Mom would use the expressions, “What more do ya want?” and “Let’s give credit where credit is due!”  as well as “There but for the grace of God go I.”  She would also say, “So you did good,” when we had done the right thing, and, when we were fortunate, “Praise the Lord” (i. e., “Nobody’s fallen off the ladder yet, praise the Lord.”).  Occasionally she’d say, “Well, I’ll be damned!” if she was surprised.  She said, “Fools that they be,” and “Ain’t it the truth,” as well as ‘I’ll go there tomorrow “God willing and the river don’t rise.’”  She’d sometimes say, i. e., “Put your dirty clothes in the washer or forever hold your peace.”  Mom would say, “Broccoli, well not exacully, is within an inich of  being spinach!” and, “I’ve got it in my hot little hands,” and “Bless your heart!” Our mom also said, “God rest their souls(s),” and “(I. e., Our nation) is going to hell in a handbasket” sometimes.  She would also say, nonsarcastically, when we had done something intelligent, “Well, aren’t you smart!”  Mom would call us “Honey,” “Sweetie,” “Punkin.’”  Karen, another part of the family, called us “Dear heart.”  

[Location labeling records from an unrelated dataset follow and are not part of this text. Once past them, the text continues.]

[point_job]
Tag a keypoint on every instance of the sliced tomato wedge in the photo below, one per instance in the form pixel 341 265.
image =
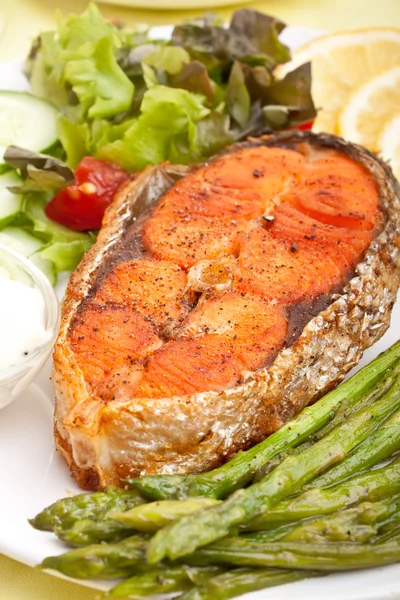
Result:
pixel 81 206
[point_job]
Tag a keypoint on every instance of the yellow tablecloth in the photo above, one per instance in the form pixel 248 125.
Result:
pixel 22 20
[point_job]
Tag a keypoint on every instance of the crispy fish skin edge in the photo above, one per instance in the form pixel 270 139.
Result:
pixel 104 442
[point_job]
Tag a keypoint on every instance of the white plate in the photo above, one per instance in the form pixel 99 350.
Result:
pixel 174 4
pixel 32 475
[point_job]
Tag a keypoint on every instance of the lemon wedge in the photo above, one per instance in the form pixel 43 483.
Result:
pixel 369 108
pixel 389 144
pixel 340 64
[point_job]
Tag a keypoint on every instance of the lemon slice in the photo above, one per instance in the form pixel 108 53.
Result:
pixel 369 108
pixel 389 144
pixel 342 62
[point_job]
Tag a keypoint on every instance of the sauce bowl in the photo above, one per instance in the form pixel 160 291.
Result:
pixel 17 377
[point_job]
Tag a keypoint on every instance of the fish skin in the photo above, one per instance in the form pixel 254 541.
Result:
pixel 106 442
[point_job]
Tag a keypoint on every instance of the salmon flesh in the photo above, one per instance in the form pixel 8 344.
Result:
pixel 221 299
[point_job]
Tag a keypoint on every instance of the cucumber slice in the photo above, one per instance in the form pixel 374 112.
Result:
pixel 27 245
pixel 26 121
pixel 10 204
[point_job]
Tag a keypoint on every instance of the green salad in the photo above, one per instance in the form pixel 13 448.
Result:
pixel 103 90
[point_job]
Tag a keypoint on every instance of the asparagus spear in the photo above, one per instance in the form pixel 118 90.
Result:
pixel 238 472
pixel 345 410
pixel 239 581
pixel 378 447
pixel 151 517
pixel 359 524
pixel 372 486
pixel 298 555
pixel 109 561
pixel 164 580
pixel 88 531
pixel 191 532
pixel 64 513
pixel 101 561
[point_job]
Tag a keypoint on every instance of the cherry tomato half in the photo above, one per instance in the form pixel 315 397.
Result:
pixel 81 206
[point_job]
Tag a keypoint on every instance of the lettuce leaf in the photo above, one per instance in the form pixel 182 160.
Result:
pixel 165 130
pixel 65 255
pixel 249 33
pixel 168 58
pixel 98 81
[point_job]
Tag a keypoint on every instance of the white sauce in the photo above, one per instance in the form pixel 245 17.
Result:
pixel 22 321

Our father, when frustrated, would cry, “What the devil!” or “Jesus!” or “Hell!” or “Dammit!” When he made a mistake and wasn’t upset, he would say, “I goof-fed.” (His brother’s first wife, Lucy, made up the name “goofballs” for his experimental soybean burger balls.)

My sister and I used some of these expressions; we also said “Don’t fuss, Daddy, don’t fuss” when our father was getting compulsive.  And we said “I get it” or “I got it” or “I don’t get it” when understanding—or not—something, especially someone’s feelings.   We often used the term “cool;” we still do, and we’ve adopted the occasionally Valley Girl “like” to some extent (“She said, like, I can’t believe you prefer that color”) and we say “goes” for “says”—as in, “Ruthie goes, ‘blah blah blah.’”  My sister and I both use the Midwestern “go with” or “come with,” as in, “I’m going to the store, you wanna go with?”  We found “No thank you for green beans,” or whatever we didn’t want, useful.

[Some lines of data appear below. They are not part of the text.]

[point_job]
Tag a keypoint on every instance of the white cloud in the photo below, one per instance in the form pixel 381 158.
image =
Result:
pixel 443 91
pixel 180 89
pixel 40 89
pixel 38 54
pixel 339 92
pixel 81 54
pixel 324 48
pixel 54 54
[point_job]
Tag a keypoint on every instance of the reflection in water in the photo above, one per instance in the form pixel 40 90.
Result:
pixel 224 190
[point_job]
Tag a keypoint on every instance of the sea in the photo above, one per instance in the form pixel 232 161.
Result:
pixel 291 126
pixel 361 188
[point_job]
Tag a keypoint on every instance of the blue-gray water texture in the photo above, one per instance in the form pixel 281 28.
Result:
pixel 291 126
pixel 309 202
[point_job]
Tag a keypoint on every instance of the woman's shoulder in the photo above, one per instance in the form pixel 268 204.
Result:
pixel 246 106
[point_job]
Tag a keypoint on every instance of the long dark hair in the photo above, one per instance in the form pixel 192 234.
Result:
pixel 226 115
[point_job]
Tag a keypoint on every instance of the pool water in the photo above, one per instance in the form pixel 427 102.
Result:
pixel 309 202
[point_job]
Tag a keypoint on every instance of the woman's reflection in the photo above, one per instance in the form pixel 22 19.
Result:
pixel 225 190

I remember one of the shows on public TV would start out with a teenager yelling to the camera, “HEY YOU GUYS!” “You guys” was the term we grew up with for addressing more than one person, male or female.  Our parents used it and we did, too.   “Y’all” is better because it’s more gender neutral, but we weren’t raised with it.  Before “cool” came around, we would say something was “neato!”  “Groovy” was the expression the previous generation used, and was a little outdated for us, though we’d heard it used.  If we didn’t like something, it was “stupid,” or “dumb.”  If something hurt, it “killed.”  Our curse was “Dang it!”  

Later, we would say “yah hey,” which I think we got from  Bob and Doug MacKenzie, the Canadian comedians who wrote the Canadian version of “The First Day of Christmas—On the first day of Christmas, my true love gave to me—a beer in a tree,” etc.  We also listened to “Uncle Lar’ and Li’l Tommy’s Animal Stories” on WLS radio during those years: priming ourselves for Steve Martin’s humor.  We loved the wonderful Smothers Brothers’ Aesop’s Fables record, and I, Bill Cosby’s “Bill’s Best Friend,” an early one of his masterpiece records.  Both parents would say, “That’s my story and I’m sticking to it!”